Chop 1/2 cup of pancetta. Saute it until it's nice and crispy, then drain it on paper towels. This part can be done ahead of time. In fact I recommend doing it this way as it saves a load of time and is a lot easier.
Add in the Pancetta and let the whole thing cook for about 15 minutes longer until the beans are nice and tender.
Mix in 2 Tbs of fresh squeezed lemon juice. Salt and pepper to taste.
These tasty little Favas can be made ahead, chilled then served at room temperature or warm right out of the pan, as I did.
My husband loved these Favas. As a matter of fact, he's right behind Patsy in his love for anything bacon related. He does stop short of crouching under the kitchen table waiting for me to drop something however. Later that night after all the Favas had had been eaten. He told me how much he'd loved them.
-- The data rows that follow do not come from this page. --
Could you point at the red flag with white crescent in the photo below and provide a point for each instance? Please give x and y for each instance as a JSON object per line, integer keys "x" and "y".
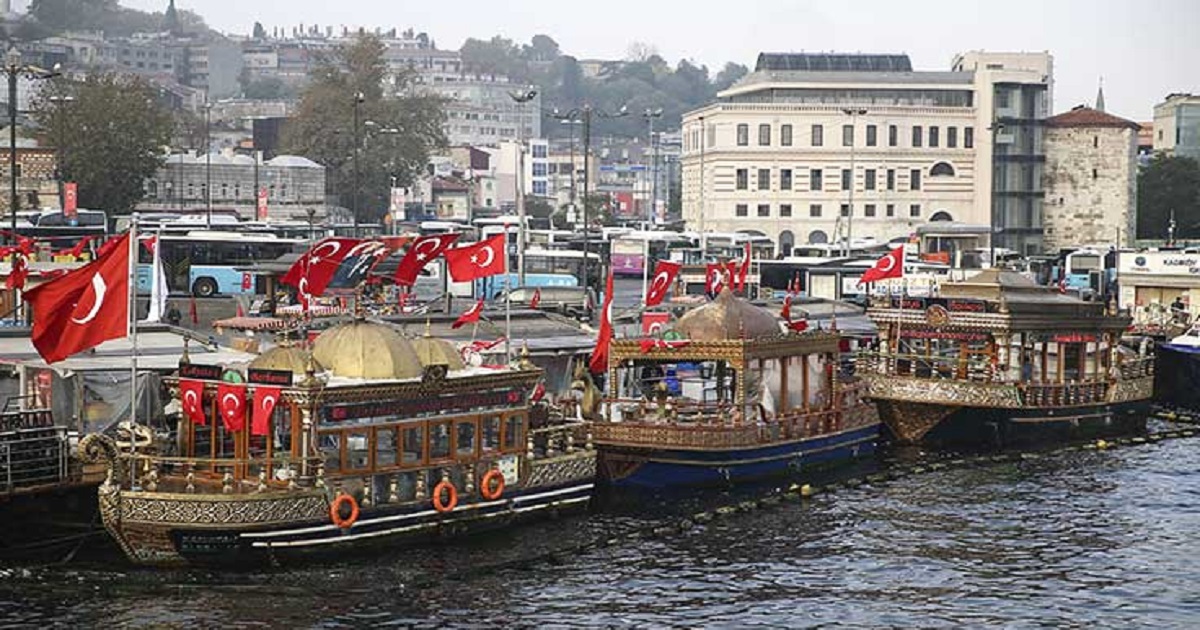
{"x": 889, "y": 267}
{"x": 471, "y": 316}
{"x": 665, "y": 273}
{"x": 191, "y": 394}
{"x": 424, "y": 251}
{"x": 599, "y": 361}
{"x": 265, "y": 399}
{"x": 232, "y": 405}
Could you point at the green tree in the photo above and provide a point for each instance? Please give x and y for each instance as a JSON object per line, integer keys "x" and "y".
{"x": 395, "y": 133}
{"x": 1169, "y": 184}
{"x": 112, "y": 136}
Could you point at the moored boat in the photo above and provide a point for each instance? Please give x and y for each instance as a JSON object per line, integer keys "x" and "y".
{"x": 996, "y": 360}
{"x": 371, "y": 439}
{"x": 724, "y": 396}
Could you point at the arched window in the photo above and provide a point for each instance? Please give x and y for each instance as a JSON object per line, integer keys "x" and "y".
{"x": 941, "y": 169}
{"x": 786, "y": 241}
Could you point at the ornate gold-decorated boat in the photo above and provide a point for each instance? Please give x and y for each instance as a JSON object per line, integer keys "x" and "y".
{"x": 373, "y": 438}
{"x": 999, "y": 360}
{"x": 726, "y": 395}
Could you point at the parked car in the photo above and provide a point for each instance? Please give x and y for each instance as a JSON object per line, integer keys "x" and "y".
{"x": 577, "y": 303}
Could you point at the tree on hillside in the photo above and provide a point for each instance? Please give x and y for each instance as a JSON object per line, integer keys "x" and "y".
{"x": 1169, "y": 184}
{"x": 395, "y": 135}
{"x": 113, "y": 136}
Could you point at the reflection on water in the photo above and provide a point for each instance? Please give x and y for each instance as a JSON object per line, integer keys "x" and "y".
{"x": 1101, "y": 539}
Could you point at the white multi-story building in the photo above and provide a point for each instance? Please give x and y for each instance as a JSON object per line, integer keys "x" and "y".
{"x": 821, "y": 148}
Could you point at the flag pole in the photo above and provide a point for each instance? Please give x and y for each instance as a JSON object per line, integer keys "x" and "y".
{"x": 133, "y": 357}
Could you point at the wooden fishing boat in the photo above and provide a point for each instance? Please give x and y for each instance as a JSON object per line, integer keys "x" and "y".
{"x": 373, "y": 439}
{"x": 724, "y": 396}
{"x": 997, "y": 360}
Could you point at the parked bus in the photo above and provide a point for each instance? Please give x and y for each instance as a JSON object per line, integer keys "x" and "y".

He also said he didn't expect to love them. I guess love is never having to say you don't like Fava beans.




One of the things I like the best about this time of year are all the vegetables that are suddenly available. One of my favorites is the Fava bean. Favas are a big part of Italian cooking, especially in Tuscany where my family is from. When I see those big old bean pods sitting there at the farmers market I just can't help myself. The fact that they're also 79 cents a pound doesn't hurt. Yes, I am cheap but the cheap never seems to hurt the delicious as long as one can buy fresh and locally.

Last weekend I decided to include Favas in my Tuscan dinner. I'd also seen beautiful spring onions on sale at 99 cents a bunch. That sealed the deal. I knew I'd have something simple, inexpensive and great to eat.

I quickly scooped up 3 lbs of Fava beans to feed my five guests. I shelled them and tossed them in boiling water for 2 minutes to blanch them. Then plunged them in ice cold water to stop the cooking process. Then I remembered something. I was going to have to hand shell 3 pounds of Fava beans!

Right now I have to make something clear. This recipe can be made with peas, fresh or frozen, or lima beans neither of which have to be helped off with their little vegetable coats. Fava beans can also be gotten at Whole Foods frozen, shelled and all ready to go. So, unless you want to feel like you are back in the village sitting in some sunny doorway, don't try this at home kids.

Purist that I am, I was resigned to about an hour of Fava bean peeling. I put some opera on Pandora and got down to it, and it all turned out for the best. This is a dish that like revenge, is best served cold. Well, not really, because it can also be served warm or at room temperature. It's one of those winners that can be made ahead, most likely at a time when hand peeling Favas might seem like a great idea.

Whether you peel or not, this is a dish well worth the work put into it.